Digital Foundry has an excellent video about the issues:

https://www.youtube.com/watch?v=p0rCA1vpgSw

TL;DR: the 'ideal hardware' for the Oblivion Remaster doesn't exist, even if you get the best gaming rig money can buy.

replies(2): >>43973450 #>>43973742 #
1. KronisLV ◴[] No.43973450{3}[source]
> …when switching Lumen (UE5's realtime global illumination feature) to the lowest setting, this results in completely flat lighting for the vegetation but is needed to get an acceptable base frame rate (it doesn't solve the random stuttering though).

This also happens to many other UE5 games like S.T.A.L.K.E.R. 2 where they try to push the graphics envelope with expensive techniques and most people without expensive hardware have to turn the settings way down (even use things like upscaling and framegen which further makes the experience a bit worse, at least when the starting point is very bad and you have to use them as a crutch), often making these modern games look worse than something a decade old.

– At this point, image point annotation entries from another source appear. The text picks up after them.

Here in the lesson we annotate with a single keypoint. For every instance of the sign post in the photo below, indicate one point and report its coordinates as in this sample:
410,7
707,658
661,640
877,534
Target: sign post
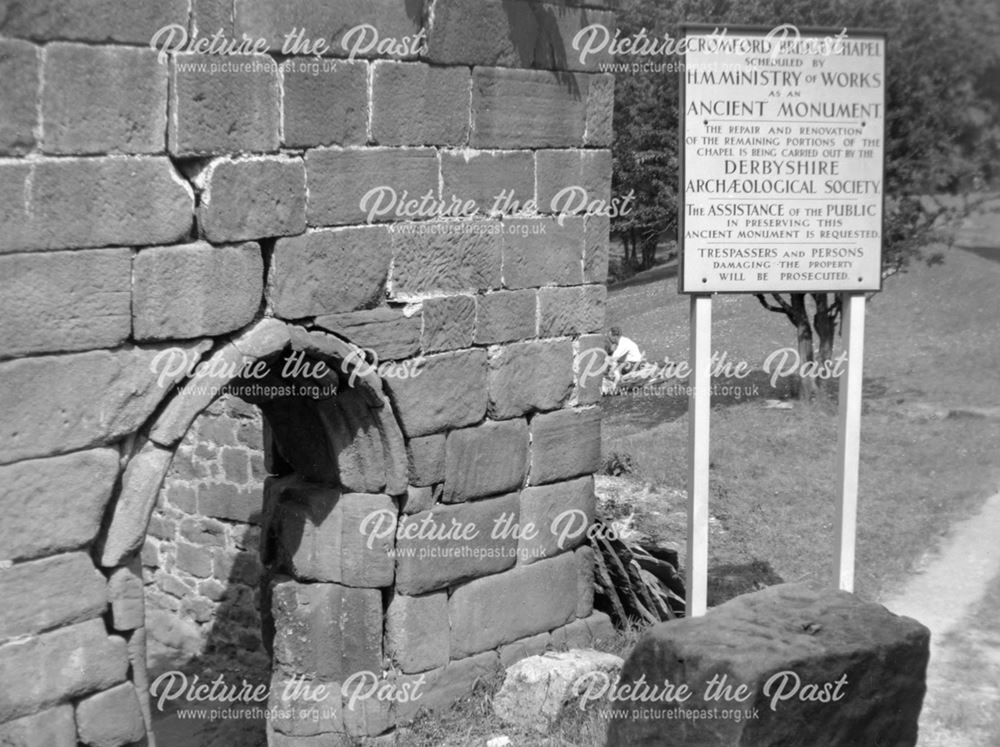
782,191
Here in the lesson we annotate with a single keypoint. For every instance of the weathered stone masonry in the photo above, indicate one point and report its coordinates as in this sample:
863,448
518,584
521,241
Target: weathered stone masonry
151,206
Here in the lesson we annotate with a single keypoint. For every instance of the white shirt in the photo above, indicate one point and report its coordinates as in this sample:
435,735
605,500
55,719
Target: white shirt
628,350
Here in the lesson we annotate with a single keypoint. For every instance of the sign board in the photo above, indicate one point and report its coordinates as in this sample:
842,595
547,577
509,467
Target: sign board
782,169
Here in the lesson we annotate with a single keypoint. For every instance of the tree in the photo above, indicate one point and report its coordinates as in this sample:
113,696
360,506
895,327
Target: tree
942,103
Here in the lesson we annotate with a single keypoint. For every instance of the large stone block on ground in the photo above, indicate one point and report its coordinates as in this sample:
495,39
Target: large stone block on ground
448,392
559,513
326,631
817,667
530,376
443,258
323,535
54,404
72,203
415,631
329,271
565,444
353,186
517,33
251,198
65,300
195,290
488,459
51,728
95,21
111,718
54,505
84,111
328,108
488,612
416,104
213,111
19,68
506,316
449,544
543,251
531,108
537,690
44,594
54,667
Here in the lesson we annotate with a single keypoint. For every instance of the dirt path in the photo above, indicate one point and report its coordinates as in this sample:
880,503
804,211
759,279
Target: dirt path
957,595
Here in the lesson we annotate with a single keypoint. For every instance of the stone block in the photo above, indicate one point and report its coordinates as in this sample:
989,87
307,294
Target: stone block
530,376
83,110
585,578
449,323
67,663
596,248
536,691
600,111
488,459
812,666
65,300
329,271
325,631
517,33
136,500
95,21
506,316
448,392
589,363
391,334
72,203
528,108
125,593
540,251
216,110
365,185
195,290
522,649
111,718
325,107
449,544
19,81
326,535
230,502
249,198
64,403
490,611
44,594
559,514
565,444
416,637
50,728
425,455
444,258
570,180
571,311
332,21
499,182
416,104
54,505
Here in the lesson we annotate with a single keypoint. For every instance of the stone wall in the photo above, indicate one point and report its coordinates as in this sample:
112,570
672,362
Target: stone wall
179,207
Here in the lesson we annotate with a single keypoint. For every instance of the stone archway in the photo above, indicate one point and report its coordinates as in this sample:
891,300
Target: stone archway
336,452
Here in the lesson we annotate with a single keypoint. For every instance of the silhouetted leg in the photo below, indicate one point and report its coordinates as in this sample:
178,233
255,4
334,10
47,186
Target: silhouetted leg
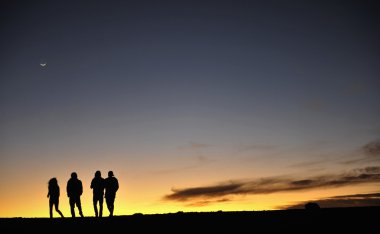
79,207
108,202
95,207
51,209
72,204
56,209
101,207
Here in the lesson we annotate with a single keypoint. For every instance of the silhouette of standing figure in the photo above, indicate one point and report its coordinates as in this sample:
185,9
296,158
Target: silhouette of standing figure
53,195
74,191
111,186
97,185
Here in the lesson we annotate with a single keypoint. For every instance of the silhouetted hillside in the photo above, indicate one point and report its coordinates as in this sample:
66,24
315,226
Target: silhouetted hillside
359,219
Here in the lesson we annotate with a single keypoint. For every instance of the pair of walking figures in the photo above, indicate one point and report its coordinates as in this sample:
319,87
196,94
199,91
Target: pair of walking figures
101,188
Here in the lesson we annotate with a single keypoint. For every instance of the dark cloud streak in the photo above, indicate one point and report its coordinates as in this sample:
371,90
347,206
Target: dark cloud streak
276,185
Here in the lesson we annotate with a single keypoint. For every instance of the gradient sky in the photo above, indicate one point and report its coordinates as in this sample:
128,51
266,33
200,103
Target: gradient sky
195,105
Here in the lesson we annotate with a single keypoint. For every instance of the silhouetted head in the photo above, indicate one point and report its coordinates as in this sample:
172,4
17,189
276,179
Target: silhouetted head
74,175
53,181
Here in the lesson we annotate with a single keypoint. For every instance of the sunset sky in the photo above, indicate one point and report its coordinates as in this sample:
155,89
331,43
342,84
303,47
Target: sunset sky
194,105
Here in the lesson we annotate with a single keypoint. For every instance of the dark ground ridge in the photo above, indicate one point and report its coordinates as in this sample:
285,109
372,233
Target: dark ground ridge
353,219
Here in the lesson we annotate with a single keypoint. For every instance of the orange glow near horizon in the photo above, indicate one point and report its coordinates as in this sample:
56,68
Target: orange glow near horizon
28,199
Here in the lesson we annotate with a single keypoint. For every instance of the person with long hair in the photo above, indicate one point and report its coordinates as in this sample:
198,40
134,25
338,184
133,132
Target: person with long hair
53,195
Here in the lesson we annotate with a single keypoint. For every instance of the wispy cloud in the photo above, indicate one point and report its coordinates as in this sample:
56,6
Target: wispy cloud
194,146
368,153
275,185
371,199
372,149
259,147
308,164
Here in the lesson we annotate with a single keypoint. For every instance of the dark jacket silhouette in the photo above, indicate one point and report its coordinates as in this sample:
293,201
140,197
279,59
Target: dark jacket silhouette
74,191
111,187
53,195
97,186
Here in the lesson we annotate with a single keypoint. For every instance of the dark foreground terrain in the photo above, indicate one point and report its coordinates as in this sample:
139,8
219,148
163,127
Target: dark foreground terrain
359,220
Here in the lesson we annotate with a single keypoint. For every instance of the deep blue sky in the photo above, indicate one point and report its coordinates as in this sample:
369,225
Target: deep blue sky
222,78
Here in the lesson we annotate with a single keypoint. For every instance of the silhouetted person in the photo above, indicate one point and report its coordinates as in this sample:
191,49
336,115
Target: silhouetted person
74,191
111,186
53,195
97,185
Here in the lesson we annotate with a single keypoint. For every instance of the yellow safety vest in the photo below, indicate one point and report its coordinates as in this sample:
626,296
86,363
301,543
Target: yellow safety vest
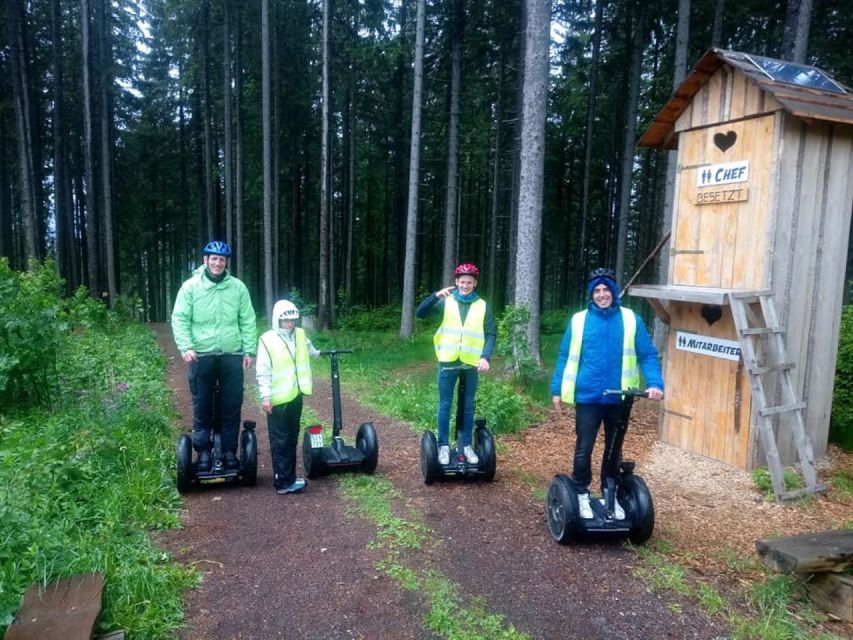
630,372
291,374
456,341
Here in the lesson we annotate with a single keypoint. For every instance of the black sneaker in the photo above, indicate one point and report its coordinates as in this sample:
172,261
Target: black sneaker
231,461
203,462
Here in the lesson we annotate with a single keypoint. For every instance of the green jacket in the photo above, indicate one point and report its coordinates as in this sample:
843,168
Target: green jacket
212,317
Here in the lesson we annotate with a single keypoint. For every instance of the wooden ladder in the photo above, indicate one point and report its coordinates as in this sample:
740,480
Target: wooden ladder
762,343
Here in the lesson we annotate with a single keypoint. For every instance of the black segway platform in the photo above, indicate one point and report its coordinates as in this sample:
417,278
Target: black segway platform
483,443
246,472
318,458
564,521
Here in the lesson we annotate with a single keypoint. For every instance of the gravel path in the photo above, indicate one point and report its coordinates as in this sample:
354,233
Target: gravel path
301,567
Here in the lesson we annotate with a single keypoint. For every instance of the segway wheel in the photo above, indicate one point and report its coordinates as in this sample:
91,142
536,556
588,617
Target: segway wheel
312,457
249,449
184,478
635,498
562,508
486,451
367,442
429,457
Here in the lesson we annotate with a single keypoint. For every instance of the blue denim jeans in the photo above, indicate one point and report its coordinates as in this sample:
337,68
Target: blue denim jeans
447,379
228,369
588,418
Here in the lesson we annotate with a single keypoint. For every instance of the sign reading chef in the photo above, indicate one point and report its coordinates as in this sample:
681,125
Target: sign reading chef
725,173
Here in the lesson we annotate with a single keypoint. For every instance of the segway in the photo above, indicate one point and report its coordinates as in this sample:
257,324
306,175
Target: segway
247,470
564,521
319,459
458,467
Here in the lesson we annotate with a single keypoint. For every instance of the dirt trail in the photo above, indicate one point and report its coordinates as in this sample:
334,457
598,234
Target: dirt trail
300,567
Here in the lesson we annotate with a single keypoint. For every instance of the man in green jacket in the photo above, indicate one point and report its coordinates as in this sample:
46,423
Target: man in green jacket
215,330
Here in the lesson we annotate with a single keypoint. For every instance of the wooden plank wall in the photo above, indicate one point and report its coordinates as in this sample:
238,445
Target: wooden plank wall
727,96
724,245
811,223
707,406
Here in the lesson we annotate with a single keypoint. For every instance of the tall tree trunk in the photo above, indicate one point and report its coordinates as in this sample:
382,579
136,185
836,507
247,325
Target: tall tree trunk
451,202
407,320
23,121
536,62
682,40
62,213
325,213
239,238
106,150
494,217
267,144
92,244
798,19
717,29
629,141
590,125
206,108
227,123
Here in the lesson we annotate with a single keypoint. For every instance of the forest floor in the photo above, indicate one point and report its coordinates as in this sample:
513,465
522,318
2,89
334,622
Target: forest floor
309,567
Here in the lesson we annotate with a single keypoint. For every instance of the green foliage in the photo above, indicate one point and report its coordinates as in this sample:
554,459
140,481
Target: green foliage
554,321
514,345
790,478
841,419
85,481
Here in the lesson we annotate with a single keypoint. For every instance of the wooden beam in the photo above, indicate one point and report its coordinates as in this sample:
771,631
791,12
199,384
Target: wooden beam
808,552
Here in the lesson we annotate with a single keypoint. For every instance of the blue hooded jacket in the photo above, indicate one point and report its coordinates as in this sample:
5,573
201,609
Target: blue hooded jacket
600,365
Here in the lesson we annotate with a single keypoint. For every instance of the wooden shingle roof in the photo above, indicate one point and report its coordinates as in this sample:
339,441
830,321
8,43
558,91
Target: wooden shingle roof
802,101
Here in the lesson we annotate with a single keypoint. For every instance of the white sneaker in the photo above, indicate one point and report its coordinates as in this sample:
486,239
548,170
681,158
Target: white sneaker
470,456
618,511
585,508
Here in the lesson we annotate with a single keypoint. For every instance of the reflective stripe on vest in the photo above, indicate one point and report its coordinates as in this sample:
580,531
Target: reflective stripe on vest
456,341
290,375
630,372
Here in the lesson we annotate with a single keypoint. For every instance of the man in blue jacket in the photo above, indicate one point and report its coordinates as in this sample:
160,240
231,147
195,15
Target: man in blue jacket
604,347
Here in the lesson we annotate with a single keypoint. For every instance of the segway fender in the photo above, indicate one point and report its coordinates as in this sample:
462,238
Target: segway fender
429,457
249,451
367,442
635,498
184,478
564,521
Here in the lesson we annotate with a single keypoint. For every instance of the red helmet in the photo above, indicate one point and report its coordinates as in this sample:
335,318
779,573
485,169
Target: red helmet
466,269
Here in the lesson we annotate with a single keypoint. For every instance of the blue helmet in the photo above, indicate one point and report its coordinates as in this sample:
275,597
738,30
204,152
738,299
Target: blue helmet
218,247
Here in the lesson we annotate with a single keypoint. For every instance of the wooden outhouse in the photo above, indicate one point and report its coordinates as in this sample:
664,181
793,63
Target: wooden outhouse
757,254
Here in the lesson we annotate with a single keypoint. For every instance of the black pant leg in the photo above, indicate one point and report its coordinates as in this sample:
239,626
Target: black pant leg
283,426
587,420
201,378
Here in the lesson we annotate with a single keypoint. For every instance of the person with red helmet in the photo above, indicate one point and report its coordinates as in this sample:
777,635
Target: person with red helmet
463,345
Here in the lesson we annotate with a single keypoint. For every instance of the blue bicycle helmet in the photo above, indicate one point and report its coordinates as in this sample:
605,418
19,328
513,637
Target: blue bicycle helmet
218,247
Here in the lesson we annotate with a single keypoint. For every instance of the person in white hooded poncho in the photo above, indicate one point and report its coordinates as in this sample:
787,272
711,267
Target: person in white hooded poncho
284,375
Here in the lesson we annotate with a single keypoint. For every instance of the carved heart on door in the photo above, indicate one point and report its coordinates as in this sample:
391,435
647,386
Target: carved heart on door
725,141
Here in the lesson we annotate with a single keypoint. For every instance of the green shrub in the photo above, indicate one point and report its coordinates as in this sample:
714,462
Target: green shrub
841,419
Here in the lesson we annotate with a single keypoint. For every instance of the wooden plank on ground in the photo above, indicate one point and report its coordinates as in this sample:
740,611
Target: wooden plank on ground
809,552
833,592
64,610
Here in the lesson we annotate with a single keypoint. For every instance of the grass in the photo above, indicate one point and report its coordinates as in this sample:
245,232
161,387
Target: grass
84,484
451,612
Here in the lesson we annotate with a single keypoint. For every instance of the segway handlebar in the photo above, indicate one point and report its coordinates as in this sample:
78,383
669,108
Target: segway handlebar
632,393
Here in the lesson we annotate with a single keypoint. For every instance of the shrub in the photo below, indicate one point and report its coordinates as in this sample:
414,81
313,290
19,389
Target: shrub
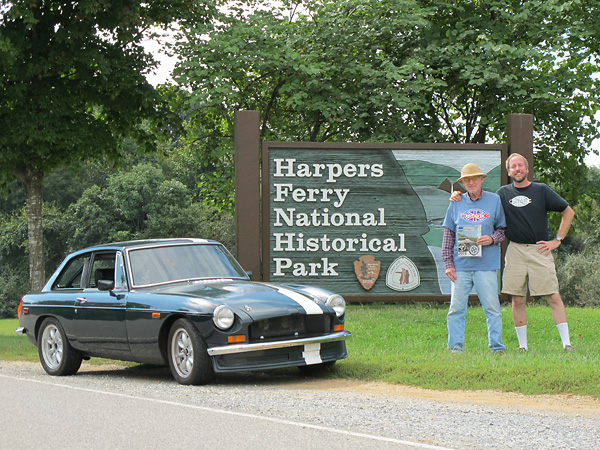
578,278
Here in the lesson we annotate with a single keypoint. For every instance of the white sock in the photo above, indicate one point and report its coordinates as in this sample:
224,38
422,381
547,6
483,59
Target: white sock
522,336
563,330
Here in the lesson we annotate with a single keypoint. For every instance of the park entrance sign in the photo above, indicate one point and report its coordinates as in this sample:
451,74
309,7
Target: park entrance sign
363,220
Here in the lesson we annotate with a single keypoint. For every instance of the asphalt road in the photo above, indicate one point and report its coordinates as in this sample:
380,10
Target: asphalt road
92,410
112,407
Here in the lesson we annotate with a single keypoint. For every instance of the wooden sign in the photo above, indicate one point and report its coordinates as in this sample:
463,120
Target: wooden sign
363,219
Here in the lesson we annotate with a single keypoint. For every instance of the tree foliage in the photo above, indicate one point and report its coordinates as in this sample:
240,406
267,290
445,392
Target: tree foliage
72,84
404,71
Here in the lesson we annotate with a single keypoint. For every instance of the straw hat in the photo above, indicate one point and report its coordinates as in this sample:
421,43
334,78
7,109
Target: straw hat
470,170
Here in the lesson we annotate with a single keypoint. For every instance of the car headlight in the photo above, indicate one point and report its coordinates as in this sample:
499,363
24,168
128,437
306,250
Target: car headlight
223,317
337,303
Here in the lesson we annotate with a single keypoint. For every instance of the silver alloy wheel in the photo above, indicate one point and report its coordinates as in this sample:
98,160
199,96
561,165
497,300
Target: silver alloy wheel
52,346
182,353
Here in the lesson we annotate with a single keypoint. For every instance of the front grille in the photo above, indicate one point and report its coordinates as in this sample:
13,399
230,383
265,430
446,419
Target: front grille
290,327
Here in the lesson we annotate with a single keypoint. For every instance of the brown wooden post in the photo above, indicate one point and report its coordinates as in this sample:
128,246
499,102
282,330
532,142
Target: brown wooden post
519,137
247,191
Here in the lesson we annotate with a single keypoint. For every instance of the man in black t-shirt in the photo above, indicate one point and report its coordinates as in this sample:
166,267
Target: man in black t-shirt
529,262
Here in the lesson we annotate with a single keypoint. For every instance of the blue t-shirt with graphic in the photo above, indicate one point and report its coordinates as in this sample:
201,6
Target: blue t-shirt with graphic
486,213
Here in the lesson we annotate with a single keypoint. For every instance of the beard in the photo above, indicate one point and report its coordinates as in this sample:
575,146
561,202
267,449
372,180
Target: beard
519,177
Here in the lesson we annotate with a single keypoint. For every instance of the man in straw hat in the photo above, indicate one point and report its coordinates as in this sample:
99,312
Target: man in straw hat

Whatever UE5 is doing (or rather, how so many developers choose to use it) is a mistake now and might be less of a mistake in 5-10 years when the hardware advances further and becomes more accessible. Right now it feels like a ploy by the Big GPU to force people to upgrade to overpriced hardware if they want to enjoy any of these games; or rather, sillyness aside, is an attempt by studios to save resources by making the artists spend less time on faking and optimizing effects and detail that can just be brute forced by the engine.

In contrast, most big CryEngine and idTech games run great even on mid range hardware and still look great.

replies(1): >>43975682 #
2. flohofwoe ◴[] No.43975682[source]
It's like (usable) realtime global illumination is the fusion power of rendering, always just 10 years away ;)

I remember that UE4 also hyped a realtime GI solution which then was hardly used in realworld games because it had a too big performance hit.